A start-up is defined by its team. The success, drive and ambition required to make a startup successful comes from the team and its shared vision of making a really great product. I’ve been working hard recently to find additional talented people to join Team Kasabi.
Benjamin Nowack should be known to everyone who has been working in the semantic web space. He’s the creator of ARC2, the RDF PHP library which we’ve been using at Talis for many years; he’s won 3 separate semantic web challenges; and created a range of interesting semantic web application frameworks and data browsers. I’ve also personally admired his pragmatic approach to the technology and his goal to make it easy and accessible to use.
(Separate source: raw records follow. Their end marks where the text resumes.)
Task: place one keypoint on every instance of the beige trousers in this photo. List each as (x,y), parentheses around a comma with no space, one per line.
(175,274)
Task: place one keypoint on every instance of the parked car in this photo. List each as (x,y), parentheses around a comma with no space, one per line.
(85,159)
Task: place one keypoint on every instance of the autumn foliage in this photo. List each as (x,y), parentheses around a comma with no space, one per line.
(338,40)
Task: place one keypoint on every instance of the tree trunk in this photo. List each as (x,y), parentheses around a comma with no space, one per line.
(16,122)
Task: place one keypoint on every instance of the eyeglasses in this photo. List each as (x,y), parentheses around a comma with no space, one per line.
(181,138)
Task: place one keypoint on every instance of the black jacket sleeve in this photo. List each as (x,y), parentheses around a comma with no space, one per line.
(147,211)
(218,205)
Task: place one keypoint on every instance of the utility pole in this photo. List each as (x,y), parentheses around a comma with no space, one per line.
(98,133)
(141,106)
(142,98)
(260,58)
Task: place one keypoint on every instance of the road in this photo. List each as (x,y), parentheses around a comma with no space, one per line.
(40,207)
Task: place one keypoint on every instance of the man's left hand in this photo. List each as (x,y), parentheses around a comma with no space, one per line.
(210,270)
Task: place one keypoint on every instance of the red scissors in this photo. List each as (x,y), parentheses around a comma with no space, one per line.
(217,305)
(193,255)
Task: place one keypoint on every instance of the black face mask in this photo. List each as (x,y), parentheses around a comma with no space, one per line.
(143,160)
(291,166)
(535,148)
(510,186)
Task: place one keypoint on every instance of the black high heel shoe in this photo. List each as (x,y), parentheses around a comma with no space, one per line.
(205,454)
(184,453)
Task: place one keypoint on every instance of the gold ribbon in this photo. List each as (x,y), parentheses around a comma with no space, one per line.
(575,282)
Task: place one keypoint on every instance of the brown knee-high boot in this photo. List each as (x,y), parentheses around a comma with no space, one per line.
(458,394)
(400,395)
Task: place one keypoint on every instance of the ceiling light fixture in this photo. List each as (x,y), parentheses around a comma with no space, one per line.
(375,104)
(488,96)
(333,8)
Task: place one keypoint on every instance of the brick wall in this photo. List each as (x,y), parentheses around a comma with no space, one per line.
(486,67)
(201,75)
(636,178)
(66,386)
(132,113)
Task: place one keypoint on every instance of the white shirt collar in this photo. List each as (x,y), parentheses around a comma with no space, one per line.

Which is completely in step with our goals for Kasabi.
I’m very pleased to say that starting from next month Benji is joining Team Kasabi. Benji will be working on a number of aspects of the system, including the website, the Kasabi APIs and our developer tools. I’m really excited to be working with Benji. He’ll be bringing his deep experience as a developer to bear on helping us make Kasabi a great place for people to work with data.
We’re still recruiting though. Currently I’m looking to recruit a Data Engineer and a Commercial Lead. So if you want to come and work with large datasets, or help us develop the commercial aspects of the web of data, then get in touch!
Benjamin Nowack
08/18/2011
Thank you very much for the nice welcome! Exciting.
Stéphane Corlosquet
08/18/2011
That’s fantastic news! Congrats Bengee.
Will ARC2 be on the list of things Bengee will work on at Kasabi?
Benjamin Nowack
08/19/2011
Stéphane, thanks
I think the short-term focus is on more urgent things, but *if* I’m going to work on RDF middleware stuff, then it would rather be an entirely new library (or an equivalent native Drupal module perhaps…?). Something more modern and lightweight which can be hooked in more easily. We’ll see.
Stéphane Corlosquet
08/19/2011
ARC2′s been working well so far for us in Drupal, too bad it’s not maintained any more. Whether it’s a new lib or an improved ARC2 on PHP 5.3, it’ll be cool. I think what we’ve been missing the most in the Drupal project is an in-memory SPARQL engine and a db vendor agnostic support. I would not build a Drupal specific library, so that other PHP projects can also benefit from said RDF library. Drupal can integrate pretty well with external libs, and we’ve managed to make ARC2 integration and download pretty seamless.